4. Verify your answer by multiplying the factors back together. You should get the original polynomial. This is the fastest way to catch mistakes.

A polynomial is fully factored when none of its factors (other than monomials) can be broken down any further.

Special Cases of Factoring

These patterns come up constantly, so recognizing them quickly will save you time.

Difference of Squares: $a^2 - b^2 = (a+b)(a-b)$

• $x^2 - 9 = (x+3)(x-3)$
• $4x^2 - 25y^2 = (2x+5y)(2x-5y)$

Remember that both terms must be perfect squares and they must be subtracted. If you see $x^2 + 16$, stop. It doesn't factor.

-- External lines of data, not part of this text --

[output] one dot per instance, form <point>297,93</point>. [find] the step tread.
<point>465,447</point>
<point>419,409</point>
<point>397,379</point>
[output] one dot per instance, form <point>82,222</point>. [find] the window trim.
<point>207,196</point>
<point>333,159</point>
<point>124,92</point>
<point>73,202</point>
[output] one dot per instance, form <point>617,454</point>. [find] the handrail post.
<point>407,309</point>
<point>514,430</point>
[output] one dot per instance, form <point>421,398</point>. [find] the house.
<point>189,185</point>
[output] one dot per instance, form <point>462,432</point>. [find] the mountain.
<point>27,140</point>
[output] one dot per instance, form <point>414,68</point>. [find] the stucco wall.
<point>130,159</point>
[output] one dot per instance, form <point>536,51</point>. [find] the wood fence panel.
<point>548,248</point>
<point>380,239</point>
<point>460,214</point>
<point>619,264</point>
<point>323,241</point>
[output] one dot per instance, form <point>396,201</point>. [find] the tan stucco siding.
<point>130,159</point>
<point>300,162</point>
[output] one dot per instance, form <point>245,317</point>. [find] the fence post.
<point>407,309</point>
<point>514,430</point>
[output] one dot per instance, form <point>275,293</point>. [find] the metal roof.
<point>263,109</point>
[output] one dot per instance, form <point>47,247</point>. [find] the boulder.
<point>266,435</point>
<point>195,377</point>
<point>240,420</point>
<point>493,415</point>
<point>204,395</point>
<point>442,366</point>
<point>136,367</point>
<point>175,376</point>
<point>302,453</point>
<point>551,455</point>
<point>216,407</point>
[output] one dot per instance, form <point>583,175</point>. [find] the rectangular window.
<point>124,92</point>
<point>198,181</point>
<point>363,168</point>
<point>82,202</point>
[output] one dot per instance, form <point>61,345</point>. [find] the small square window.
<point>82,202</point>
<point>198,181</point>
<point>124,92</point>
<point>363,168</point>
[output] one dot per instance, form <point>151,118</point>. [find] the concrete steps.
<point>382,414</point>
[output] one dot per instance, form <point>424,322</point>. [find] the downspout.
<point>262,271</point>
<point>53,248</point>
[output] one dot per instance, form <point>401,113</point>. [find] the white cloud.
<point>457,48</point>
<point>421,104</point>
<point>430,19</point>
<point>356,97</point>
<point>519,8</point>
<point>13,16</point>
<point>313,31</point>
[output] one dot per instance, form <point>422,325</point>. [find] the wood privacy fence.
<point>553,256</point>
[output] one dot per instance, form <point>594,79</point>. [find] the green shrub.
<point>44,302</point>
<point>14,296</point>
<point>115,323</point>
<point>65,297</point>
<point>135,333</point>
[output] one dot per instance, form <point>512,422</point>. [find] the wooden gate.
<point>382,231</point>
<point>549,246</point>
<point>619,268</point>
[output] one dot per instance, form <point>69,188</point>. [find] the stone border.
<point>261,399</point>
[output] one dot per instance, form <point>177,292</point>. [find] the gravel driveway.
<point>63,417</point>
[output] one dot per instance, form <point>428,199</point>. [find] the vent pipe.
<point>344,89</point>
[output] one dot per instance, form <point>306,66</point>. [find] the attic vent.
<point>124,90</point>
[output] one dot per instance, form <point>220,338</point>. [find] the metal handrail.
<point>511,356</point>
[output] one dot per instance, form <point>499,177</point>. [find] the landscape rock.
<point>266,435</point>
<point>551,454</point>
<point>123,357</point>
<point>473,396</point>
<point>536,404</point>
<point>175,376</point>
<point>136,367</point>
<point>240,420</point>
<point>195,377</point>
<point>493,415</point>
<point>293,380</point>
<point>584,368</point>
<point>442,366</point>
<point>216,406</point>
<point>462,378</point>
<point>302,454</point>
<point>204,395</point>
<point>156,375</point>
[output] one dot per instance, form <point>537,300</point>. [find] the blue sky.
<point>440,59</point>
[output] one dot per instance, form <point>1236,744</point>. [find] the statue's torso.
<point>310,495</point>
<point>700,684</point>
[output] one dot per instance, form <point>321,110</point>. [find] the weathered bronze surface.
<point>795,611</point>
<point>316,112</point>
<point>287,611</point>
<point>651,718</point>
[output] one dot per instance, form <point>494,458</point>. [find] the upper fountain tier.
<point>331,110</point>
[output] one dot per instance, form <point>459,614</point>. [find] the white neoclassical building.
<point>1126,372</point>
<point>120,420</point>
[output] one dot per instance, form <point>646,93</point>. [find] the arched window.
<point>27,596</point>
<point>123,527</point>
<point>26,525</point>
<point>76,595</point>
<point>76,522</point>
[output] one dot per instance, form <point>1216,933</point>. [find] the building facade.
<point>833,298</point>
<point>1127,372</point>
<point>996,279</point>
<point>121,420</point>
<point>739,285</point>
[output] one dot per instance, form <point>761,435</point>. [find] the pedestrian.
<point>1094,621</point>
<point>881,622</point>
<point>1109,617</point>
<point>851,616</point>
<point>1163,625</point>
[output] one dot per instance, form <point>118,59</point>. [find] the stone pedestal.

Perfect Square Trinomials: $a^2 \pm 2ab + b^2 = (a \pm b)^2$

To confirm you have one, check: is the middle term equal to $2 \times \sqrt{\text{first term}} \times \sqrt{\text{last term}}$?

• $x^2 + 6x + 9 = (x+3)^2$ because $2(x)(3) = 6x$ ✓
• $x^2 - 10x + 25 = (x-5)^2$ because $2(x)(5) = 10x$ ✓

Advanced Factoring Techniques

You may encounter these in later sections or more challenging problems.

Factoring by Substitution: When a polynomial has a repeated expression, replace it with a single variable to simplify. For example, to factor $x^4 - 5x^2 + 4$, let $u = x^2$. The expression becomes $u^2 - 5u + 4 = (u-1)(u-4)$. Then substitute back: $(x^2 - 1)(x^2 - 4)$. Both of those are differences of squares, so the final answer is $(x+1)(x-1)(x+2)(x-2)$.

Recognizing Prime Polynomials: Not every polynomial can be factored. After running through the strategy, if no method works, the polynomial is prime (irreducible). For instance, $x^2 + x + 1$ has no real factors. Don't waste time forcing a factorization that doesn't exist.